First published by Grolsch FilmWorks
These days, going back has once again become passé. Back in 2006, when Ernesto Díaz Espinoza debuted with his Chile-flavoured Eighties action/martial arts throwback Kiltro, its absurdist genre mashup seemed utterly charming, even novel – but now, in the wake of the Tarantino-Rodriguez Grindhouse double-feature (2007), postmodern ‘guilty pleasure’ revivals are a dime a dozen, which is why much of the sheen has come off Espinoza’s latest knowingly daft genre-blender.
The title obviously pays homage to Sam Peckinpah’s hyperviolent scuzzfest Bring Me the Head of Alfredo Garcia (1974) but even before Espinoza’s DJ protagonist Santiago (Matías Oviedo) has had time to say to his friend of a new videogame, “I knew you’d like it, it’s just like GTA”, viewers will have worked out that a key reference point for both the look and structure of this film is the Grand Theft Auto series (and I mean the videogame franchise, not Ron Howard’s 1977 film). When Santiago falls foul of Argentinian mobster Che Sausage (Jorge Alis), he offers to bring in Sausage’s ex-girlfriend, the fetish-fashioned kick-assassin Machine Gun Woman (Fernanda Urrejola) – and so his efforts to track her down are presented as a series of titled gaming ‘missions’ whose ‘success’ or ‘failure’ is similarly advertised, while the appearance of each new character is accompanied by an intertitle stating their name and the current price on their head.
It is similar, if less inventively witty, than the gaming motifs of Scott Pilgrim Vs.

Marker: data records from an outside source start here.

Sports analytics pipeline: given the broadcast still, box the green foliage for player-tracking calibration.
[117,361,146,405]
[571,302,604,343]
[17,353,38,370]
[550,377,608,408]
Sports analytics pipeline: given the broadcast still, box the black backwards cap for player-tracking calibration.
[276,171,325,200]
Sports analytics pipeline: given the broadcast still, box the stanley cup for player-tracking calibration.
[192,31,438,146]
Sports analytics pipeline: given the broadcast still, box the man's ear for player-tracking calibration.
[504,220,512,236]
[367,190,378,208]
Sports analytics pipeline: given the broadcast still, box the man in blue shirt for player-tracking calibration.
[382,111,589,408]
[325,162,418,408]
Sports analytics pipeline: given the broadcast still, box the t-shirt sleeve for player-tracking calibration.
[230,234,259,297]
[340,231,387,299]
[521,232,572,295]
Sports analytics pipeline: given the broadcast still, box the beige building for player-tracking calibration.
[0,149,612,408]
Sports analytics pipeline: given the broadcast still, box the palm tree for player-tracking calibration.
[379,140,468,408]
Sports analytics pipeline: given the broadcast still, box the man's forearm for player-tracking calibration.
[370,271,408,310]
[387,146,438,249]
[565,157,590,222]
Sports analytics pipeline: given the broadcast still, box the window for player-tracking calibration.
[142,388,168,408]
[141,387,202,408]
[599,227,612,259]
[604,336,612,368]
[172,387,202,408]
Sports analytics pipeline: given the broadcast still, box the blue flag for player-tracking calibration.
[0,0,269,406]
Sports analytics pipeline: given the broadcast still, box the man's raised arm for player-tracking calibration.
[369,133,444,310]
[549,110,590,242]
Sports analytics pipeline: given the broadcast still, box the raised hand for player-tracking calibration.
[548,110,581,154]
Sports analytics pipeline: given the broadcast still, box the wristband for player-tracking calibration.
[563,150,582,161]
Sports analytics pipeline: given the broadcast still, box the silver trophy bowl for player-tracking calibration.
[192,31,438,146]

The World (2010), although the pattern of its stylisation, established very early in the picture, shows little variation, while the plot itself is too disposable to be very interesting in itself, and the action, though certainly bloody and hyperbolic, is also repetitive and somewhat undistinguished. So Bring Me The Head of the Machine Gun Woman runs out of steam long before its 75 minutes are over – although it does contain a particularly bizarre sex scene between Santiago and a bound, bullet-riddled Machine Gun Woman that is reminiscent of Cronenberg’s Crash as much as anything from Peckinpah. Let’s leave to the sociologists the suggestion that everyone in Chile’s capital (apart from Santiago’s beloved mother) is directly connected with organised crime or mercenary killing – but viewed in isolation from its social context, Espinoza’s film is like a game being played by somebody else.